Professors hope to overcome overgrazing in Jerusalem



    Two BYU professors along with a couple of BYU students are studying ways to make the desert in Jerusalem “blossom as a rose.” The researchers are conducting experiments that they hope will improve the environment in Jerusalem.

    Dr. Phil Allen and Dr. Bruce Roundy, of the College of Biology and Agriculture, along with two BYU students, have been studying how grazing animals in the area surrounding Jerusalem affect the environment of the area. The research is being done in correlation with similar research being done in Utah and Nevada deserts.

    For thousands of years a tribe called the Bedouins have been raising sheep and goats in areas surrounding Jerusalem. Until recently, no one paid much attention to the group, but now areas of Jerusalem are deforested.

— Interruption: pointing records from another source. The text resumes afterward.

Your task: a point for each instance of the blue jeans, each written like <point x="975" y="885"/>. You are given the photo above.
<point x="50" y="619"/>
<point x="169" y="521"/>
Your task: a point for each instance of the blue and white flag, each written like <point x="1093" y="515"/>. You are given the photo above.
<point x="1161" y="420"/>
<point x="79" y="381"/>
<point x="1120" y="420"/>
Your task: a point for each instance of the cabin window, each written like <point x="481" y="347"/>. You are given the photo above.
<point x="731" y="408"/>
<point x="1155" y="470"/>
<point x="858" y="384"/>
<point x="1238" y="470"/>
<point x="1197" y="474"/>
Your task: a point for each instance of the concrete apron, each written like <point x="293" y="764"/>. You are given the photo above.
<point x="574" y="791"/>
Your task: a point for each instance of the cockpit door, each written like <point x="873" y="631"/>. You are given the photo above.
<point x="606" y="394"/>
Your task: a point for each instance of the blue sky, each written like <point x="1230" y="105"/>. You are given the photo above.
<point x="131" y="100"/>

    Allen, one of the professors at the head of the project, said that animals like sheep and goats contribute to the ecological downfall of land in Jerusalem. According to Allen, what is causing a change in the ecology of Jerusalem is that, “As the sheep and the goats graze, they consume seeds that would become plants and trees.”

    Allen also explained that the effects of the Bedouins grazing their animals in this manner have been upsetting to many in Jerusalem. Allen stated, “The people in Jerusalem are very concerned with their environment. They are starting to plant a lot of trees to try to help the environment.” Allen said many people in Jerusalem are upset with the Bedouin tribes and want them to stop the grazing.

    Student researchers in Jerusalem are currently collecting seeds and vegetation from areas that have already been subject to grazing. The seeds will be studied, as well as the condition of the soil in the area, to determine under what conditions seeds will best be able to grow.

    Allen said he hopes the research being conducted will improve the ecology of grazing land in Jerusalem and also preserve the wild lands of the area. He said the findings will also help in the research being conducted in Utah and Nevada because of the similarity of the climate.